Penambahan armada dilakukan setelah luas lahan terbakar di provinsi tersebut hingga Juni 2026 mencapai sekitar 28.680 hektare, bahkan melampaui luas kebakaran sepanjang 2025 yang tercatat sekitar 26.703 hektare.

Sementara di Kalimantan Tengah, penanganan difokuskan di sejumlah wilayah yang menjadi titik rawan, termasuk Kabupaten Pulang Pisau.

BNPB menyebut luas lahan terdampak karhutla di provinsi tersebut mencapai sekitar 3.069,52 hektare berdasarkan data yang digunakan dalam penanganan.
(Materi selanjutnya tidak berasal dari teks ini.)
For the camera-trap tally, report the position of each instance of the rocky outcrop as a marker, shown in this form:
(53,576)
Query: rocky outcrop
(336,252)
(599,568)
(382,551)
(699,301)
Penanganan dilakukan secara terpadu dengan melibatkan BNPB, BPBD, TNI, Polri, Manggala Agni, serta unsur terkait lainnya.

Pemerintah juga terus melakukan pemantauan titik panas dan memperkuat kesiapsiagaan untuk mencegah kebakaran berkembang menjadi lebih luas.

Perubahan arah angin dan kondisi cuaca kering menjadi tantangan tersendiri dalam penanganan karhutla.

Api yang belum sepenuhnya padam berpotensi kembali membesar dan menyebarkan asap ke wilayah sekitar.

Meningkatnya aktivitas karhutla tersebut mulai membawa dampak lebih luas terhadap masyarakat.

Selain kualitas udara, asap dari kebakaran di sejumlah wilayah juga berpotensi mengganggu jarak pandang dan aktivitas warga.

Pemerintah mengimbau masyarakat ikut mencegah munculnya titik api baru dengan tidak melakukan pembukaan atau pembersihan lahan menggunakan cara membakar.

Pemantauan dan penanganan dini dinilai penting agar kebakaran dapat dikendalikan sebelum meluas.

Di tengah meningkatnya jumlah titik panas, penanganan karhutla di Kalimantan kini menjadi perhatian bukan hanya karena luas wilayah yang terbakar, tetapi juga karena dampak asap yang mulai dirasakan dalam aktivitas masyarakat sehari-hari.